1.Ethics is not a recent discovery; over the centuries philosophers have developed universal approach to defining ethics.
2. Business ethics is a special set of ethical rules different from ethics in general and applicable only to business.
3. There exists a set of ethical rules that all societies share.
4. If a society's ethical rules say that dishonesty is unethical and immoral, then anyone in business who is dishonest with employees, customers, creditors, stockholders, or competitors is acting unethically and immorally.
5. The major purpose of business is to make profit, but following business ethics norms usually prevents companies from making considerable profit.
6. High ethical performance also protects the individuals who work in business. Employees resent invasions of privacy (such as unjustified polygraph tests) or being ordered to do something against their personal convictions (such as "midnight dumping" of toxic wastes) or working under hazardous conditions (such as entering unventilated coal mines).
7. Businesses that treat their employees with dignity and integrity reap many rewards in the form of high morale and improved productivity. People feel good about working for an ethical company because they know they are protected along with the general public.
8. To avoid unethical practices companies should avoid competition.
9. To run the good business in modern scenario one has to develop and follow ethics.
10. One of the major principles of business ethics is “Do no harm”. Thus, business firms and their employees are expected to observe this common-sense ethical principle.
5. Are the following practices ethical or unethical? Give your reasons. You may need the expressions from the table below.
to exhibit high level of ethical / unethical performance; to hold ethical responsibility;
to avoid ethical responsibility; to be a clear example of unethical practices
1. When orders dropped in one small manufacturing company, the supervisor knew she would have to lay off a loyal hardworking employee in two months. Company rules did not allow her to tell the employee in advance, for fear he would quit while still needed.
2. Twice within a five-year period, Johnson & Johnson protected its customers by recalling stocks of Tylenol capsules when poison was found in some Tylenol bottles on store shelves. In a similar case, Parker Brothers voluntarily withdrew its all-time best-selling toy when two children choked to death after swallowing some of its parts. Both companies spent millions of dollars on the recalls.

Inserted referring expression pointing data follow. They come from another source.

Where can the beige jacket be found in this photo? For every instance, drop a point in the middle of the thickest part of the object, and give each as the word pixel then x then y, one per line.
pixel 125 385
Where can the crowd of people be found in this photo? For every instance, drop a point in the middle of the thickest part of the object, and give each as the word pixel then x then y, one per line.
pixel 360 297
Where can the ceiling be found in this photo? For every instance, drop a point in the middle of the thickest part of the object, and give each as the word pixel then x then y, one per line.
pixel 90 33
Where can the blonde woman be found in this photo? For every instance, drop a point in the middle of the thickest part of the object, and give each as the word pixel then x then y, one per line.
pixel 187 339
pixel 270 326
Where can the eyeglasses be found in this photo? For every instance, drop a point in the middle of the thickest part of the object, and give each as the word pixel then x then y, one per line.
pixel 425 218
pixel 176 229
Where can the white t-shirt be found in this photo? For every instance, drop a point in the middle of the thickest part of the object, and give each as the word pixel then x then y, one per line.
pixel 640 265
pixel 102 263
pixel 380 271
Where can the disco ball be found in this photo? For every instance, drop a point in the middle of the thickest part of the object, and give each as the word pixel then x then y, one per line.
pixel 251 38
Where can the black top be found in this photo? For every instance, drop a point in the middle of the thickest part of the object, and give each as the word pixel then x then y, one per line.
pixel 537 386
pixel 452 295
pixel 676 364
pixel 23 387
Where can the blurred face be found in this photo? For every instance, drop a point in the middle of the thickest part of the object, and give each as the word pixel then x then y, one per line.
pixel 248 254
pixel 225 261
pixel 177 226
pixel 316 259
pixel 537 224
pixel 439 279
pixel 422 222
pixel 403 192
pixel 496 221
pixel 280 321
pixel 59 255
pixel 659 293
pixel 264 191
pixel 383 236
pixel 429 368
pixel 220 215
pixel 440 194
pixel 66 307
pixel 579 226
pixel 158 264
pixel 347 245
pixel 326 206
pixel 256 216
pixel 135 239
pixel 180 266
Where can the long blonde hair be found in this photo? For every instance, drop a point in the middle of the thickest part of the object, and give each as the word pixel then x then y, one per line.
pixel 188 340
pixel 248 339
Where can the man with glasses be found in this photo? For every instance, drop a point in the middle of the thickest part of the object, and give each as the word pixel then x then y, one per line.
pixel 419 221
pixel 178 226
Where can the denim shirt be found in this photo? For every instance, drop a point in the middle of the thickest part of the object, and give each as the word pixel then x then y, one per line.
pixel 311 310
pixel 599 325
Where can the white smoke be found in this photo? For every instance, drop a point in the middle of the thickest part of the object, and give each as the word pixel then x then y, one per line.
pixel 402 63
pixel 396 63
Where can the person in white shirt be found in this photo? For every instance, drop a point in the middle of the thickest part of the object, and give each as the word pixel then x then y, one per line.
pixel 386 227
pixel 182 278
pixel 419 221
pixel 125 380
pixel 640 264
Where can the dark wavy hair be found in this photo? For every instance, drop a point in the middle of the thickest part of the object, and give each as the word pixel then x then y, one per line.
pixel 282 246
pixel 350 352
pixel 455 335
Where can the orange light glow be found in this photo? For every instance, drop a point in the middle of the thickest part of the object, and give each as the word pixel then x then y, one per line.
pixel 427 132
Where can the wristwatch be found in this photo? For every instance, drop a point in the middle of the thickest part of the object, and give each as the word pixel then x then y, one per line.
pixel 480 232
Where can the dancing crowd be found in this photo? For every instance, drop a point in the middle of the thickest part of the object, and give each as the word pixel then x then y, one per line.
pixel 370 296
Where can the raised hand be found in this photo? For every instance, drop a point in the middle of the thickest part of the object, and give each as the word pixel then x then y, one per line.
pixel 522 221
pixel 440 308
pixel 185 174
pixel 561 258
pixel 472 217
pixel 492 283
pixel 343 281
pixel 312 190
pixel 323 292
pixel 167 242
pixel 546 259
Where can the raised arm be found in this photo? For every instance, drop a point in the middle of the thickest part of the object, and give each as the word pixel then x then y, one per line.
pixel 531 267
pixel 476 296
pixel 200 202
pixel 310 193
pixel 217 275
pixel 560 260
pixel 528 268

3. One New York apparel vendor says he lost a 54 million account with one of the nation's largest retailers because he, unlike one competitor, didn't bribe the buyer with $20,000 cars and pricey stereo systems.
4. The best-qualified person for the post of Sales Manager is a female. However, a man has been appointed as far as customers prefer men.
5. One advertising company stresses its honesty, fairness, and ethical business behaviour. At the same time it has factories where wages are very low.
6. Read the passage about unethical marketing. Comment on Nestle’s practice.
Boycotts by ethically motivated consumers can cost big brands billions of euros a year, according to a recent report. Consumers may deliberately avoid in products from companies that they believe act wrongly. A good example is the international boycott of powdered baby milk which followed the publication of a study in the British Medical Journal in 2003. The study revealed that a number of food giants, including Nestle of Switzerland, violated an international code of conduct when they sold their products to some African countries. Very often, the products contained no instructions for the preparation or storage of powdered milk, and no warning against the health hazards of inappropriate use. More importantly, they did not include a statement that breast milk, besides being free, is far more nutritious for newborn babies. Today Nestle has a clear policy on the recommended use of powdered baby milk in developing countries.